Each text line is terminated by the invisible newline character \n Two of these in a row would be two new lines, for example.

Files such as hello.c that consist exclusively of ASCII characters are known as text files. All other files are known as binary files.

All information in a system is represented as a bunch of bits. The only thing that distinguishes different data objects is the context in which we view them. For example, in different contexts, the same sequence of bytes might represent an integer, floating-point number, character string, or machine instruction.

Our hello program stars life as a high-level C program because it can be read and understood by human beings. However, in order to run hello.c on the system, the individual C statements musst be translated by other programs into a sequence of low-level machine-language instructions. These instructions are then packaged in a form called an executable object program and stored as a binary disk file.

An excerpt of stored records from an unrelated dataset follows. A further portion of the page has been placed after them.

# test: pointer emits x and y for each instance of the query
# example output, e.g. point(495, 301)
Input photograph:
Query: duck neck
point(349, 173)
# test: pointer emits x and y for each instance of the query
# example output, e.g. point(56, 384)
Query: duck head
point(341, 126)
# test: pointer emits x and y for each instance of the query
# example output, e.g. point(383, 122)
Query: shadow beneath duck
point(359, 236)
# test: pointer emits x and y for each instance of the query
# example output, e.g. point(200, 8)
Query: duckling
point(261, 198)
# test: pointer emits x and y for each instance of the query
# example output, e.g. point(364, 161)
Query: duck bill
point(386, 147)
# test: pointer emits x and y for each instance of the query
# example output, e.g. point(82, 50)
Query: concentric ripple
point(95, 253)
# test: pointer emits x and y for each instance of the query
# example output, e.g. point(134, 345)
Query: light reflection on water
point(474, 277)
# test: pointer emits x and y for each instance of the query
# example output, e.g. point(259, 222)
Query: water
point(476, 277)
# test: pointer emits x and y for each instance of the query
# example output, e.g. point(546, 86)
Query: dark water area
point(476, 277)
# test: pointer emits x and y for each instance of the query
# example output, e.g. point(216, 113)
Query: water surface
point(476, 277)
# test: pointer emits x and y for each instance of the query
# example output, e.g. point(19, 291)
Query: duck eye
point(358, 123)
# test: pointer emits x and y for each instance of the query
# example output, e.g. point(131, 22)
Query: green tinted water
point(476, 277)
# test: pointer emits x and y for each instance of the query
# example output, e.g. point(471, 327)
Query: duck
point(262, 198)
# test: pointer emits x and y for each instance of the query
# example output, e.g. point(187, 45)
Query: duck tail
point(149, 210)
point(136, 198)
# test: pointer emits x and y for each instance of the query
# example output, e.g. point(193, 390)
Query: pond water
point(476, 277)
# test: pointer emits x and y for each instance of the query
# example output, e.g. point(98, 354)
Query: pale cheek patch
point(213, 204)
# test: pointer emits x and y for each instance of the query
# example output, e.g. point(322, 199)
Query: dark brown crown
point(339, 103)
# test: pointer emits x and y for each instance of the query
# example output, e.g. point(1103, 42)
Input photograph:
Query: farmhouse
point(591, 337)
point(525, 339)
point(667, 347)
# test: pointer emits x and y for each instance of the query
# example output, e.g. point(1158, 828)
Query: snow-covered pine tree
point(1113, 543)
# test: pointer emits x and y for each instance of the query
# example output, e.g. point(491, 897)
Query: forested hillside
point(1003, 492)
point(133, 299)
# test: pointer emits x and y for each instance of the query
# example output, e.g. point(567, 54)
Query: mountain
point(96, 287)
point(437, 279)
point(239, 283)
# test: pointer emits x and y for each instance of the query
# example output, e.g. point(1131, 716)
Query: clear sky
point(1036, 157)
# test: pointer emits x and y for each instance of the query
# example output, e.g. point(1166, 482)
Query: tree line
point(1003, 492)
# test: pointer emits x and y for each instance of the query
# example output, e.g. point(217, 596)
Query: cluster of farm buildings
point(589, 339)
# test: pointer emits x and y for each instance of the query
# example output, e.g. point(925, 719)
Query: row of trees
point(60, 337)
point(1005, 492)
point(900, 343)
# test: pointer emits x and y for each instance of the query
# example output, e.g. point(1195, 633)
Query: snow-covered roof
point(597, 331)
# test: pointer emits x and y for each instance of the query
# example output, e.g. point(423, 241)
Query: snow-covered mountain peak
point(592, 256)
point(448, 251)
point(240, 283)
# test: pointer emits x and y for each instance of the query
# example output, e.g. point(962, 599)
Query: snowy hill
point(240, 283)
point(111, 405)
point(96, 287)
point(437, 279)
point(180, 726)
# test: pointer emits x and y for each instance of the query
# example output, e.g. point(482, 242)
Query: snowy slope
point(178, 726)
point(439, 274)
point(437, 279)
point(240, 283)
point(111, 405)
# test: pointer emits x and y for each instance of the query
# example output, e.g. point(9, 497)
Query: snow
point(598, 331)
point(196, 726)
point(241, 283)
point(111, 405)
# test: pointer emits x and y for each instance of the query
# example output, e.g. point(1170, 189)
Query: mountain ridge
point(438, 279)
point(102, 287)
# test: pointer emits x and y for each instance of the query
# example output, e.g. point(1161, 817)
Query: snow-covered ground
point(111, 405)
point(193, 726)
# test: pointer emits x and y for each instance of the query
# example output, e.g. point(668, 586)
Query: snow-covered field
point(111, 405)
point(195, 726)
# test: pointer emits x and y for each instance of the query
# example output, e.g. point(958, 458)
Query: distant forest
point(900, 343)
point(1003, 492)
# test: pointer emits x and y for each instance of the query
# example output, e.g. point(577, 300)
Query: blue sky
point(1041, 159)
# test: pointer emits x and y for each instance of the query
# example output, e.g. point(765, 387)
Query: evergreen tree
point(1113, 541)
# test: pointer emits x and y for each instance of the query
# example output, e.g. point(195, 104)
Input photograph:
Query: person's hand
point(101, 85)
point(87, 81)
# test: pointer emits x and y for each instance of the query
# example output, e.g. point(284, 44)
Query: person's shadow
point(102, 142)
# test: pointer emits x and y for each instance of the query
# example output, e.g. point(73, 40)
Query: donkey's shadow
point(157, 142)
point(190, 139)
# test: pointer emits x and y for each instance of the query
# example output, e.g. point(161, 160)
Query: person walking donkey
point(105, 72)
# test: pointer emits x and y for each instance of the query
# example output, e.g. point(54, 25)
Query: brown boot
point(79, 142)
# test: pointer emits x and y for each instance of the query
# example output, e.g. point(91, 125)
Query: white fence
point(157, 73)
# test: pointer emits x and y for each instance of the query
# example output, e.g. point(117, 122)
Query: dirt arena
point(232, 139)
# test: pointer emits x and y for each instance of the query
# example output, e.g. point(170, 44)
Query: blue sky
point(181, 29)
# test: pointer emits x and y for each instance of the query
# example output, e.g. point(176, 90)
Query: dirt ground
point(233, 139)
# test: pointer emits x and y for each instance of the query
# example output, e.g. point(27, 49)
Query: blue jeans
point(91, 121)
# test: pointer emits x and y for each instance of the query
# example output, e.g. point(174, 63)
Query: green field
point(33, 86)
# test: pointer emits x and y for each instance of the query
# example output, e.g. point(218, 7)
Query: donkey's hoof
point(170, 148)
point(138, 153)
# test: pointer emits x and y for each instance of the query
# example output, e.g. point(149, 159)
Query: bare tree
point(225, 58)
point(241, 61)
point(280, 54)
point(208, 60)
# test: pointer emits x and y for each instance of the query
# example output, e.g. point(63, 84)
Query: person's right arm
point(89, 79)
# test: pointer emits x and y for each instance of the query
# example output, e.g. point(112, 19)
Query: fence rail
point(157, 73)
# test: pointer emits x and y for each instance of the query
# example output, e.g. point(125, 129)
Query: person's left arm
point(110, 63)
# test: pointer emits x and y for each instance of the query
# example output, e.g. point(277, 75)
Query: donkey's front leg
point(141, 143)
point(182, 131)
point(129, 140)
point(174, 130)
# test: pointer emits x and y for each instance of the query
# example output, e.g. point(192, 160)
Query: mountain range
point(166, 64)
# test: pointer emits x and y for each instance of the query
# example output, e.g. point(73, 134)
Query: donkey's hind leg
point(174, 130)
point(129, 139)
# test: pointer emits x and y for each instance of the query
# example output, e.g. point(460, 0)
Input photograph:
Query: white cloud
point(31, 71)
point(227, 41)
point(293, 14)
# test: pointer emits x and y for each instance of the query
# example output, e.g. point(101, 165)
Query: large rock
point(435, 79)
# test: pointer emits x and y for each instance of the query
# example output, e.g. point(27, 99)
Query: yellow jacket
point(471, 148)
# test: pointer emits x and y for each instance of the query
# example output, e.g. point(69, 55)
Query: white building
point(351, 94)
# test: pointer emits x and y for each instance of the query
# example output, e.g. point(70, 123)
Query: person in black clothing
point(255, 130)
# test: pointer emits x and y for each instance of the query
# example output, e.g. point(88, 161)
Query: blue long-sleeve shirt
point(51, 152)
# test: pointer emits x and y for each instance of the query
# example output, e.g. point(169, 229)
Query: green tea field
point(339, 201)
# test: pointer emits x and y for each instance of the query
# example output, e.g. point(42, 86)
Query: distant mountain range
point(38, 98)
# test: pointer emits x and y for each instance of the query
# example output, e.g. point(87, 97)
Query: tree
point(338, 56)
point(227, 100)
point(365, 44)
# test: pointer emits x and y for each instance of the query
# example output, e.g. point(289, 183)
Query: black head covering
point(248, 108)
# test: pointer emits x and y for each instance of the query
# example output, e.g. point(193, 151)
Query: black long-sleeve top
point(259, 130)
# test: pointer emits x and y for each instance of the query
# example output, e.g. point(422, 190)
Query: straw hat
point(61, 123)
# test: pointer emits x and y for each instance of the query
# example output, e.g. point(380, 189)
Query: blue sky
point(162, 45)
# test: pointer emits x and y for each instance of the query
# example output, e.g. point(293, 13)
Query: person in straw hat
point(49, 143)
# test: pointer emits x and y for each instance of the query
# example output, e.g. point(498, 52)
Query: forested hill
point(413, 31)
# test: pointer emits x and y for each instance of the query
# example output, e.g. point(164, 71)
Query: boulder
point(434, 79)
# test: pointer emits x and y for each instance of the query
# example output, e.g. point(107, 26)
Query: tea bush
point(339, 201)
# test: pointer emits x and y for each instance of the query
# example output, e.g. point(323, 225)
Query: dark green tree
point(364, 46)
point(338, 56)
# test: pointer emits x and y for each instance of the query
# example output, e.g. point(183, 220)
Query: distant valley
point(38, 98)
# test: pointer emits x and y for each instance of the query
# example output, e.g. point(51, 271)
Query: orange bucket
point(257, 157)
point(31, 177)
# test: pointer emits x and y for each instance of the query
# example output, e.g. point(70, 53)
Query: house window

On a Unix system, the translation from source file to object file is performed by a compiler driver.

Image.

Here the GCC compiler driver reads the source file hello.c, and translaes it into an executable object file, hello. The translation is performed in the sequence of 4 phases shown aove. The programs that perform the 4 phase (preprocessor, compiler, assembler, and linker) are known collectively as the compilation system.

Preprocessing phase. The preprocessor (cpp) modifies the original C program according to directives that begin with the ’#’ character. For example, the #include <stdio.h> command in line 1 of hello.c tells the preprocessor to read the contents of the system header file stdio.h and insert it directly into the program text. The stdio.h heaeder files lets us perform input and output operations in C.

Compilation phase. The compiler (cc1) translates the text file hello.i into the text file hello.s, which contains an assembly-language program. This program include the following defintion of function main:

Image.

Each of lines 2-7 in this defintion describe one low-level macine-language instruction in a textual form. Assembly langauge is useful because it provides a common output language for different compilers for different high-level-languages. For example, C compilers and Fortran compilers both generate output files in the same assembly language.

Assembly phase. Next, the assembler (as) translates hello.s into machine-language instructions, packages them in a form known as relocatable object program, and stores the result in the object file hello.o. This file is a binary file containing 17 bytes to encode the instructions for function main. If we view this file with our text editor, it appears to be gibberish.

Linking phase. The printf function is part of the standard C library provided by every C compiler. The printf function resides in a seperate precompiled object file called printf.o, which must get merged with our hello.o program. The linker handles this merging. The result is the hello file, which is an execuable object file (or simply executable) that is ready to be loaded into memory and executed by thy system.

My asides

In relation to JavaScript

JavaSCript is an interpreted language, not a compiled language. With a language such as C, it needs to be compiled before it is run. The source code is passed through a program called a compiler, which translates it into bytecode that our machine understands and can then execute.

JS has no compilation step. Instead, an interpreter in the browser reads over the JS code, interprets each line, and runs it.

C Standard library

C doesn’t have built-in functions, those come from the C Standard libray. If you’re in a unix-derived operation system, the C standard library ships with the OS - in our terminal we can do man 3 printf and look at the manual.